Size has doubled from 30 years ago

The median lot size of newly built homes in Greater Boston has risen to nearly an acre, roughly twice the median size of lots on which new local homes were built during the 1970s and 1980s, fueling concerns whether young and working-class families can afford to buy homes in Massachusetts.

Homes built on large lots potentially reduce the housing supply and put upward pressure on prices. While the local housing market has cooled recently, Massachusetts experienced the biggest housing price gains of any state from 2000 through 2003.

The study on lot sizes was conducted by the Massachusetts Institute of Technology Center for Real Estate and the Massachusetts Housing Partnership; its researchers said their findings contradict the quaint image of densely settled New England towns.

''This new data shows we are squandering land on large house lots" at a time when ''we are producing far less housing in Massachusetts than needed to sustain our state's economic growth," said Clark Ziegler, executive director of the Massachusetts Housing Partnership, a quasi-public state agency, in a statement.

Between 1998 and 2002, the estimated number of new single-family homes sold in Greater Boston was 30,387 and, collectively, those homes occupy just under 40,000 acres of land, an amount equivalent to the combined areas of Boston, Brookline, and Arlington, the study said.

The median lot size for new single-family homes sold during that period was .91 acres, the study found. The study cited US Census Bureau data to note that the median lot size for new homes built locally between 1990 and 1998 was .76 acres. Between 1970 and 1989, the median lot size of newly built homes was .46 acres, according to Census Bureau data.

''We knew that many towns had adopted large-lot zoning regulations, but we did not expect to see lot sizes this large, and the practice so widespread," said Henry Pollakowski, director of the Housing Affordability Initiative at the MIT Center for Real Estate.

The center analyzed sales data for 154 communities around Boston that was made available by the Warren Group, a Boston company that provides real estate information.

According to Pollakowski, no one has ever done such an analysis before.

''We were surprised that no one was keeping score on what was actually occurring," he said.

For national and historical comparisons, Pollakowski and his colleagues used American Housing Survey data collected by the US Census Bureau.

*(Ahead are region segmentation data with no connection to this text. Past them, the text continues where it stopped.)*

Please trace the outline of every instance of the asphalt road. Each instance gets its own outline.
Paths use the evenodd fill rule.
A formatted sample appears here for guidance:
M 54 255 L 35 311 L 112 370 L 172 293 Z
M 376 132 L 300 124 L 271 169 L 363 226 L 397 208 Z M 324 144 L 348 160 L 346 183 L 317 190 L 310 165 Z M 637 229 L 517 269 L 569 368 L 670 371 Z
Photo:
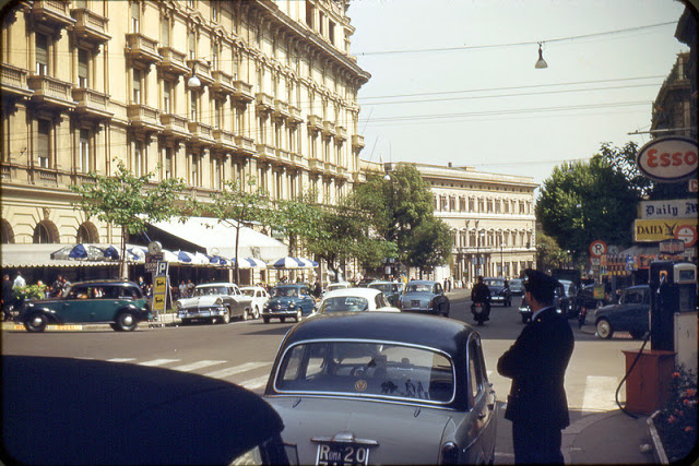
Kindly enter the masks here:
M 450 316 L 475 325 L 466 294 L 457 291 L 450 297 Z M 507 398 L 510 381 L 497 374 L 497 360 L 524 325 L 518 313 L 519 298 L 513 301 L 510 308 L 494 306 L 490 320 L 483 326 L 476 326 L 482 336 L 489 379 L 500 403 Z M 566 377 L 566 390 L 571 421 L 574 422 L 584 416 L 617 408 L 615 391 L 625 373 L 621 350 L 638 349 L 641 342 L 624 336 L 602 340 L 594 336 L 592 325 L 581 332 L 577 321 L 571 320 L 570 323 L 576 347 Z M 264 324 L 257 320 L 228 325 L 156 328 L 141 324 L 134 332 L 114 332 L 108 327 L 40 334 L 3 331 L 2 354 L 157 367 L 233 382 L 262 393 L 277 347 L 292 325 L 276 321 Z M 624 389 L 619 398 L 625 399 Z M 498 423 L 496 463 L 507 464 L 513 461 L 513 456 L 510 423 L 501 418 L 502 411 Z

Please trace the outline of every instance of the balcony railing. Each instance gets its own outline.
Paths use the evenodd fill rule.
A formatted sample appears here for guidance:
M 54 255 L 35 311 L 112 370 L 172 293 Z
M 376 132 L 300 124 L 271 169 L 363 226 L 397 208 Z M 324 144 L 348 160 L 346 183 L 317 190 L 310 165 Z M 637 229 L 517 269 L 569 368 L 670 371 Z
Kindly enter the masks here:
M 76 37 L 93 44 L 104 44 L 111 38 L 107 33 L 107 17 L 86 8 L 71 10 L 70 14 L 75 19 L 73 32 Z
M 63 109 L 75 108 L 75 103 L 71 95 L 73 85 L 52 76 L 43 74 L 32 74 L 27 77 L 27 85 L 34 95 L 32 101 L 38 105 L 58 107 Z

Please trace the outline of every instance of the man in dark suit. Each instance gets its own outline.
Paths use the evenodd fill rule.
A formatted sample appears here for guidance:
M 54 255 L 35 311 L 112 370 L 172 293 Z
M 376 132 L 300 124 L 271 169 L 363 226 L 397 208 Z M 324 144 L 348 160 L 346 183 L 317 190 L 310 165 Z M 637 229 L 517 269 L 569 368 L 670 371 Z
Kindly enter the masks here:
M 498 360 L 498 372 L 512 379 L 505 418 L 512 421 L 516 464 L 562 464 L 560 431 L 570 423 L 564 380 L 573 335 L 553 306 L 558 282 L 531 268 L 525 273 L 532 321 Z

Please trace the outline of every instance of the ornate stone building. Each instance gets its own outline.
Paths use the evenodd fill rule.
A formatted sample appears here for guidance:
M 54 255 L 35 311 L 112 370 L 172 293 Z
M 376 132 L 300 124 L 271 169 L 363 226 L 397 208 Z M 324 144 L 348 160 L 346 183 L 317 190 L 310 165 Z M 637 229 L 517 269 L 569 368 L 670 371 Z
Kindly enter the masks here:
M 2 243 L 118 243 L 69 190 L 118 162 L 182 178 L 201 199 L 254 176 L 274 199 L 317 188 L 334 202 L 362 181 L 357 91 L 370 77 L 345 11 L 336 0 L 11 2 Z
M 519 277 L 536 253 L 533 178 L 472 167 L 414 164 L 433 191 L 435 216 L 452 228 L 451 262 L 436 274 L 466 284 Z

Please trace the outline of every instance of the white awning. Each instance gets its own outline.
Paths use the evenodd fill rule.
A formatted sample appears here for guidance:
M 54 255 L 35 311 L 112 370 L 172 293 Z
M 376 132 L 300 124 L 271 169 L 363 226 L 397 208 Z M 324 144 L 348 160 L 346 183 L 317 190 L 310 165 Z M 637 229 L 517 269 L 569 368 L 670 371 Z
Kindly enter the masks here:
M 183 224 L 170 220 L 150 225 L 204 248 L 209 255 L 226 259 L 236 255 L 236 229 L 228 223 L 218 223 L 216 218 L 189 217 Z M 248 227 L 240 228 L 238 242 L 238 258 L 257 258 L 268 262 L 288 252 L 288 247 L 282 241 Z

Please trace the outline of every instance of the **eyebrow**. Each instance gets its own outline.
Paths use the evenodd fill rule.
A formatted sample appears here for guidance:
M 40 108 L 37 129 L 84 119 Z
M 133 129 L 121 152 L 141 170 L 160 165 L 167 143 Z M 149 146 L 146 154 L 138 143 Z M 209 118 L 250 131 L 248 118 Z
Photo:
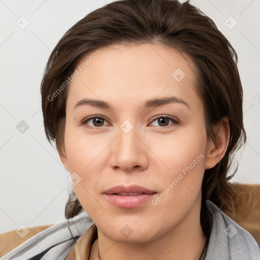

The most recent year for which American Housing Survey data are available for the Boston metropolitan area is 1998.

For the 1970s, 1980s, and 1990s, the nationwide median for lot sizes for newly built homes held steady at a third of an acre, said Pollakowski, citing census data.

In 2003, the last year for which such figures are available, the nationwide median lot size for a newly built home was .43 acres, said a spokeswoman for the American Housing Survey.